The integral in this formulation represents the work when the body’s actual velocities are influenced by external forces. As the plastic limit state is unable to have a negative work, $m_s-m_p\le 0$ must be positive.

The formulation for topology optimization for continuum structures based on elastoplastic limit analysis can be succinctly expressed as follows:

$$\mathrm{Minimize}\text{:} C={\displaystyle \frac{1}{2}}{\mathit{f}}^{\mathrm{T}}\mathit{u}={\mathit{u}}^{\mathrm{T}}\mathit{K}\mathit{u}.$$

(7)

$$Subject to\text{:} V^{*}-{\displaystyle \sum }_{i=1}^N{V}_{\mathrm{i}}{x}_{\mathrm{i}}=0.$$

(8)

$$x_{\mathrm{i}}\in \left\{0,1\right\}.$$

(9)

$${\lambda }_{\mathrm{j}}\ge \underset{\_}{\lambda }>0.$$

(10)

$$m_{\mathrm{i}}-m_{\mathrm{p}}\le 0.$$

(11)

In this context, the objective function is to minimize the structural compliance where the displacement vector is denoted by “$\mathit{u}$” the vector of force is represented by “$\mathit{f}$”, and the global matrix is denoted by “$\mathit{K}$”, and the expression “${\mathit{u}}^{\mathrm{T}}\mathit{K}\mathit{u}$” corresponds to the strain energy of the structure under the applied loads. The binary constraint on $x_{\mathrm{i}}$ ensures that each design variable $x_{\mathrm{i}}$ is either 0 or 1, indicating the absence or presence of material in the corresponding element. Constraints regarding the volume of elements, and the total volume of the structure, respectively, are denoted by $V_{\mathrm{i}}$, and V*. Structural stability is ensured by Equation (10), where ${\lambda }_{\mathrm{j}}$ denotes the buckling load factor associated with the $j-th$ load case and $\underset{\_}{\lambda }$ signifies the minimal value of buckling factor. Equation (11) represents the constraint related to the ultimate plastic load multiplier.

2.3. Introducing Probabilistic Approaches to Topology Optimization

In the midst of uncertainties, fluctuations in load positions are the subject of particular attention within the complex domain of probabilistic topology optimization. Under conditions of uncertainty, the way for robust optimization is paved by estimating failure probabilities and reliability indices.

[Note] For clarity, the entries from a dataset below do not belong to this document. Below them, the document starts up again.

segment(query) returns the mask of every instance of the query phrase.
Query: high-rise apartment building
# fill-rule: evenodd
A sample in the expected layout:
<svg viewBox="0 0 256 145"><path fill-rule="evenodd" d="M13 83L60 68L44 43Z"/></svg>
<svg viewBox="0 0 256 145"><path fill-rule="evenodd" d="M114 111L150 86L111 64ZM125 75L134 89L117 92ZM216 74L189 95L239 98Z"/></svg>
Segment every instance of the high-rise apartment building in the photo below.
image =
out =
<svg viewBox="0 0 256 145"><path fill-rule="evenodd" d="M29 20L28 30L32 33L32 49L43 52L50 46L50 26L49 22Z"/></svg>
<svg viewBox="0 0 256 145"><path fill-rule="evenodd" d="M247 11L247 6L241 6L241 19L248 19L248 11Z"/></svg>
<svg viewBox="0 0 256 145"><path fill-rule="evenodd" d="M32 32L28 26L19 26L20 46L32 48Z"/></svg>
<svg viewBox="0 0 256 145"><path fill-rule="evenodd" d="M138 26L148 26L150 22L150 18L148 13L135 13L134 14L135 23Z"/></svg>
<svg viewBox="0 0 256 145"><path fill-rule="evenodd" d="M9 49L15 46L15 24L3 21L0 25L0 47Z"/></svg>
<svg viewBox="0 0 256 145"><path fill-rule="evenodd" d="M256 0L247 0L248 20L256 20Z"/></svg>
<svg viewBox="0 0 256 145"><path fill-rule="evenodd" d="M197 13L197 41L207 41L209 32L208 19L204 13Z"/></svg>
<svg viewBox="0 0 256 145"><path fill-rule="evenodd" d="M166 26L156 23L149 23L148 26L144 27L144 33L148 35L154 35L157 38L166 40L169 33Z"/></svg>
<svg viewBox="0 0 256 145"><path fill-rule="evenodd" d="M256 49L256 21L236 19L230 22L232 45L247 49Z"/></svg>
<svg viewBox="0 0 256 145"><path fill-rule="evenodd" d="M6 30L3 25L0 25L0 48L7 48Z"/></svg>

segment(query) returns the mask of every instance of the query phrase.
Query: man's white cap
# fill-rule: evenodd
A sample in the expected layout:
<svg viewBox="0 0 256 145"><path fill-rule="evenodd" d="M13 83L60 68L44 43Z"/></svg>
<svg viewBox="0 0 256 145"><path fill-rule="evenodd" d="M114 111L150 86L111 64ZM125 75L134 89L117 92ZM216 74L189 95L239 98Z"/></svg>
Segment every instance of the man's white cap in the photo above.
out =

Expanding upon the foundation laid by prior studies carried out by the authors in uncertain topology optimization [26,42], the current work ventures into a specific scenario exemplified in Figure 1, where the variability in load position emerges as a pivotal factor. The schematic diagram depicts how the external force $\left(\mathit{F}\right)$ experiences stochastic fluctuations within a Gaussian distribution, which is defined by a mean and a standard deviation. Throughout this process, the force remains within the confines of the boundary of the structural domain $\left(\mathsf{\Gamma }\right)$.

To evaluate the structural performance under load position variability, Monte Carlo simulations are conducted with a sample size of $Z={10}^6 \mathrm{to} {10}^9$ for each example. This sample size is chosen to ensure that the Gaussian distribution accurately reflects load position uncertainty, and significantly influences the optimization results.

The main goal of the proposed optimization algorithm is to create designs that are reliable and can handle changes in load positions, effectively transferring forces to the boundary constraints. This particular optimization challenge, different from the typical fixed-load scenario, requires a more resilient approach to finding a solution.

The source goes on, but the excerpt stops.